In support of the interest in regulatory ncRNA, we have assembled a toolkit for effective modulation of genes encoding characterized lncRNAs and microRNAs. The Dharmacon product range includes synthetic siRNA to target lncRNAs, synthetic microRNA tools for suppression or up-regulation of endogenous mature microRNA function, and constitutive or inducible microRNA expression vectors. In addition, crRNA or sgRNA can be utilized to knockout or modify ncRNAs. Together, these tools can be used to uncover the roles of regulatory RNAs in biological pathways and networks.

References

1. J.E. Wilusz, H. Sunwoo, D.L. Spector, Long noncoding RNAs: functional surprises from the RNA world. Genes Dev. 23, 1494-1504 (2009).
2. J. T. Kung, D. Colognori, J. T. Lee, Long noncoding RNAs: past, present, and future. Genetics. 193, 651-669 (2013).
3. S. Djebali, C.A. Davis, et al., Landscape of transcription in human cells.

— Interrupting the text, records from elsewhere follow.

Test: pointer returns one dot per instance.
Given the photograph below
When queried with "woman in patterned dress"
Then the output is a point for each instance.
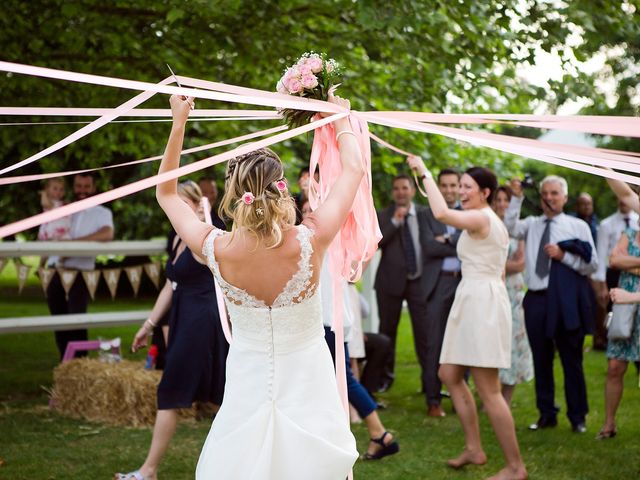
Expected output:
(521, 369)
(625, 256)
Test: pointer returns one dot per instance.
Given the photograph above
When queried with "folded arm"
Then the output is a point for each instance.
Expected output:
(474, 221)
(184, 220)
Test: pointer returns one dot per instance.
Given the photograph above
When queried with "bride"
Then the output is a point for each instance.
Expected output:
(281, 417)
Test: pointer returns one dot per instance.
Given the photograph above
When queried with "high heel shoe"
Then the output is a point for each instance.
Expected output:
(387, 449)
(605, 434)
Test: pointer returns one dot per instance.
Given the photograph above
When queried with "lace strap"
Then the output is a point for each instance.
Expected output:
(299, 285)
(207, 248)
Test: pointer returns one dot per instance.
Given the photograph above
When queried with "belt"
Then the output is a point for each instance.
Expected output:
(451, 273)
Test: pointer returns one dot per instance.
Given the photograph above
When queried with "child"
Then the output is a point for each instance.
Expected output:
(52, 197)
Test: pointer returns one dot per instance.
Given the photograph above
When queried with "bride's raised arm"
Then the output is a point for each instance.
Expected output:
(625, 194)
(331, 214)
(184, 220)
(471, 220)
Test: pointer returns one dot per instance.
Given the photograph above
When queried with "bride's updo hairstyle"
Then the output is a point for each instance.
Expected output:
(485, 179)
(256, 196)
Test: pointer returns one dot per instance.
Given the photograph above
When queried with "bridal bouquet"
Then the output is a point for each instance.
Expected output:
(311, 76)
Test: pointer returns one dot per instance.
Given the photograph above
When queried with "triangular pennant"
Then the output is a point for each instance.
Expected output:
(153, 272)
(112, 276)
(3, 263)
(45, 274)
(23, 274)
(134, 274)
(91, 279)
(67, 278)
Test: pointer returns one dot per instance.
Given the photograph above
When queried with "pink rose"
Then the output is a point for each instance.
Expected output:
(248, 198)
(281, 88)
(315, 64)
(309, 81)
(294, 85)
(292, 72)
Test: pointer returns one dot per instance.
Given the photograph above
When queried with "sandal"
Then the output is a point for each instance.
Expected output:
(387, 449)
(129, 476)
(605, 434)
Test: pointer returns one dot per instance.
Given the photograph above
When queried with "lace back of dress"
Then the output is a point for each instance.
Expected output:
(298, 288)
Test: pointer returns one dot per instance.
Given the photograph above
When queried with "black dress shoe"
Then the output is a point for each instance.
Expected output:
(544, 423)
(579, 427)
(386, 385)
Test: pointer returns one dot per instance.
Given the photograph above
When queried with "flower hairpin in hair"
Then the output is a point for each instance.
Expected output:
(281, 185)
(248, 198)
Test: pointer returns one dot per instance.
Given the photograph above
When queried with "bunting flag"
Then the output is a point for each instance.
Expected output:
(134, 274)
(67, 277)
(91, 279)
(112, 276)
(45, 275)
(153, 272)
(23, 274)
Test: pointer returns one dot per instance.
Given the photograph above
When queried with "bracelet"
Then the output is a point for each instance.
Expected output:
(344, 132)
(153, 325)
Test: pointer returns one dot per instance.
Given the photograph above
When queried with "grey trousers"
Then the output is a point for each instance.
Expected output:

Nature. 489, 101-108 (2012).
4. V. A. Moran, R. J. Perera, A. M. Khalil, Emerging functional and mechanistic paradigms of mammalian long non-coding RNAs. Nucleic Acids Res. 40, 6391 (2012).
5. M. R. Fabian, N. Sonenberg, The mechanics of miRNA-mediated gene silencing: a look under the hood of miRISC. Nat. Struct. Mol. Biol. 19, 586-593 (2012).
6. E. van Rooij and S. Kauppinen, Development of microRNA therapeutics is coming of age. EMBO Mol. Med. 6, 851 (2014).
7. F. Modarresi, M.A. Faghihi, N.S. Patel,et al., Knockdown of BACE1-AS Non-protein-Coding Transcript Modulates Beta-Amyloid-Related Hippocampal Neurogenesis. Int. J. Alzheimer's Dis. (2011), doi: 10.4061/2011/929042
8. M.E. Askarian-Amiri, J. Crawford, J.D. French, et al., SNORD-host RNA Zfas1 is a regulator of mammary development and a potential marker for breast cancer. RNA. 17(5), 878-891 (2011).
9. D. Khaitan, M.E. Dinger, J. Mazar, et al., The melanoma-upregulated long noncoding RNA SPRY4-IT1 modulates apoptosis and invasion. Cancer Res. 71(11), 3852-3862 (2011).